The opinion of the court was delivered by: John A. Gorman United States Magistrate Judge
E-FILED Friday, 17 June, 2011 12:35:28 PM Clerk, U.S. District Court, ILCD
The parties have consented to have this case heard to judgment by a United States Magistrate Judge pursuant to 28 U.S.C. § 636(c), and the District Judge has referred the case to me. Now before the court is the motion for summary judgment (#27) by Plaintiff as to Counts I and II of the Complaint, and the cross motion for summary judgment by Richter and Carlson (#31). The City of Rock Island has adopted (#32) the cross motion as well as the response and reply filed by Richter and Carlson. The motions are granted in part and denied in part as stated herein.
This Court has jurisdiction over the subject matter of this dispute pursuant to 18 U.S.C. 1331, because the suit alleges violations of the United States Constitution and is brought pursuant to 42 U.S.C. 1983..

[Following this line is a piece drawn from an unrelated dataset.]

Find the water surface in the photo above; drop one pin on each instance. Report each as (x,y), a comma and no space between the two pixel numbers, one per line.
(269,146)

Venue is proper in this Court pursuant to 18 U.S.C. 1391(b), because all of the events giving rise to the claims occurred within Rock Island County, Illinois, which is within the Rock Island Division of the Central District of Illinois.
SUMMARY JUDGMENT GENERALLY
The purpose of summary judgment is to "pierce the pleadings and to assess the proof in order to see whether there is a genuine need for trial." Matsushita Elec. Indus. Co., Ltd. v. Zenith Radio Corp., 475 U.S. 574, 587 (1986). Under Rule 56(c) of the Federal Rules of Civil Procedure, summary judgment should be entered if and only if there is no genuine issue as to any material fact, and the moving party is entitled to judgment as a matter of law. See Jay v. Intermet Wagner Inc., 233 F.3d 1014, 1016 (7th Cir.2000); Cox v. Acme Health Serv., 55 F.3d 1304, 1308 (7th Cir. 1995).
In ruling on a summary judgment motion, the court may not weigh the evidence or resolve issues of fact; disputed facts must be left for resolution at trial. Anderson v. Liberty Lobby, Inc., 477 U.S. 242 (1986). The court's role in deciding the motion is not to sift through the evidence, pondering the nuances and inconsistencies, and decide whom to believe. Waldridge v. American Hoechst Corp., 24 F.3d 918, 922 (7th Cir.1994). The court has one task and one task only: to decide, based on the evidence of record, whether there is any material dispute of fact that requires a trial.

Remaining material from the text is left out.